Judge dismisses GP’s €60,000 compensation claim for ‘slight bump’ 

A Longford-based GP has been accused of deliberately exaggerating a “low-speed” traffic accident and of misleading a court in relation to injuries he is said to have sustained in another incident two years earlier. 
Dr Syed Shadzad Ali (64), of Lanagh, Newtownforbes, Co Longford, claimed he was “jerked forcibly forward” when another motorist collided with the side of his vehicle in the car park of his GP’s office in Longford in June 2017. The defendant’s vehicle was travelling at speeds of about 10km per hour, according to a defence expert, who called it a “slight bump”. 
 
Dismissing Dr Ali’s claim for up to €60,000 personal injuries on Thursday, Judge Karen Fergus said the GP “should have been well aware of the need for accuracy and full disclosure” in his claim “by virtue of his profession”. 
 
Judge Fergus said she was aware of the dangers of “seizing upon anomalies and inconsistencies” that can arise in evidence and the damage that can be caused “to the good name of a worthy plaintiff”. 
 
However, she said the “extent of the inconsistencies and the level of exaggeration” in Dr Ali’s claim led her to conclude the GP probably knowingly gave exaggerated and misleading evidence. 
 
Dr Ali sued businessman Eugene O’Brien at Longford Circuit Court arising out of the incident on June 7th, 2017. 
 
Mr O’Brien, accepted responsibility but argued that the nature of the impact was so minimal that Dr Ali could not have suffered the injuries, loss or damage he was claiming. 
 
‘Jerked forward’ 
Dr Ali told the defendant’s medical examiner the impact was “severe” and that he had been “jerked forcibly forward”. The medical examiner did not agree but said it was a slight bump which, in his opinion, could not possibly have caused any injury . 
 
The GP claimed he was stationary when Mr O’Brien’s vehicle reversed into his rear resulting in a “violent” jolt.
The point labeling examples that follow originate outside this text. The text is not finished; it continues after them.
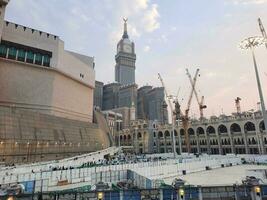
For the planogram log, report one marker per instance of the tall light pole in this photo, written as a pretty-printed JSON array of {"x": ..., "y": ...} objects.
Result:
[
  {"x": 118, "y": 130},
  {"x": 250, "y": 44}
]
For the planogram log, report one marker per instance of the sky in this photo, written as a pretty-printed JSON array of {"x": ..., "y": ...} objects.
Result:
[{"x": 169, "y": 36}]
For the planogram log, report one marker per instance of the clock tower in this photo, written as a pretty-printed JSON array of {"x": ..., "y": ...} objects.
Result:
[{"x": 125, "y": 59}]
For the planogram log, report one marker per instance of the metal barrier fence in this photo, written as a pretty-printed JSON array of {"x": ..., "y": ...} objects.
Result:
[{"x": 240, "y": 192}]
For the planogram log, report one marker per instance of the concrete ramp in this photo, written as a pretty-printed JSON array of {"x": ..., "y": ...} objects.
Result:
[{"x": 103, "y": 126}]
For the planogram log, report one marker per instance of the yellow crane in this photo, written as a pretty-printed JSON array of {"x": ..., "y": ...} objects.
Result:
[
  {"x": 200, "y": 102},
  {"x": 262, "y": 31}
]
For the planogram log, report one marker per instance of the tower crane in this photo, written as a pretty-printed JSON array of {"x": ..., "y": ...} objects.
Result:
[
  {"x": 185, "y": 117},
  {"x": 237, "y": 105},
  {"x": 262, "y": 30},
  {"x": 199, "y": 101},
  {"x": 172, "y": 113}
]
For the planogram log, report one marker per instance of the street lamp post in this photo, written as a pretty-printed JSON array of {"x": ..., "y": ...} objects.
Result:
[
  {"x": 118, "y": 131},
  {"x": 250, "y": 43}
]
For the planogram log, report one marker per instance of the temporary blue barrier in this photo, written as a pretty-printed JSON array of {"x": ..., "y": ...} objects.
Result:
[
  {"x": 132, "y": 195},
  {"x": 264, "y": 190},
  {"x": 29, "y": 186},
  {"x": 191, "y": 193},
  {"x": 169, "y": 194},
  {"x": 112, "y": 196}
]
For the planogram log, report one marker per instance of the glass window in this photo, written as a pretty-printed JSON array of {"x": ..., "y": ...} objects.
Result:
[
  {"x": 38, "y": 59},
  {"x": 12, "y": 53},
  {"x": 3, "y": 50},
  {"x": 30, "y": 57},
  {"x": 46, "y": 61},
  {"x": 21, "y": 55}
]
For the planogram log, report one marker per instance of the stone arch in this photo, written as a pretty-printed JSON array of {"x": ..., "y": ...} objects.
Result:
[
  {"x": 249, "y": 126},
  {"x": 182, "y": 132},
  {"x": 175, "y": 133},
  {"x": 191, "y": 131},
  {"x": 235, "y": 128},
  {"x": 167, "y": 133},
  {"x": 200, "y": 131},
  {"x": 222, "y": 129},
  {"x": 211, "y": 130},
  {"x": 160, "y": 134},
  {"x": 262, "y": 126}
]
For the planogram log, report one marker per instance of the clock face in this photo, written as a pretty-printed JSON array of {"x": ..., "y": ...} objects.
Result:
[{"x": 127, "y": 48}]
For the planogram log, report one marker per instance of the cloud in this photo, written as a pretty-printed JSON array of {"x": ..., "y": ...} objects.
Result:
[
  {"x": 150, "y": 19},
  {"x": 246, "y": 2},
  {"x": 147, "y": 48}
]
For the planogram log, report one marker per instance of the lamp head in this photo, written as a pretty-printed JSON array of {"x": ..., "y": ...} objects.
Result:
[{"x": 252, "y": 42}]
However, CCTV footage showed that Dr Ali’s car was was driving slowly towards the parking space. 
 
Dr Ali stated his GP had diagnosed him with post-traumatic shock. But his GP confirmed that he did not make this diagnosis, the judge said. 
 
Dr Ali said he initially availed of paracetamol two or three times a day immediately following the incident and that he was prescribed painkillers by his GP. 
 
However, it was clear from the notes of Dr Ali’s first visit to his GP five days after the incident that Dr Ali was on Panadol due to fasting for Ramadan, the judge said. No prescription was given and the following day, Dr Ali self-prescribed a number of medications for himself, she added. 
 
Judge Fergus dismissed the case and awarded costs against Dr Ali.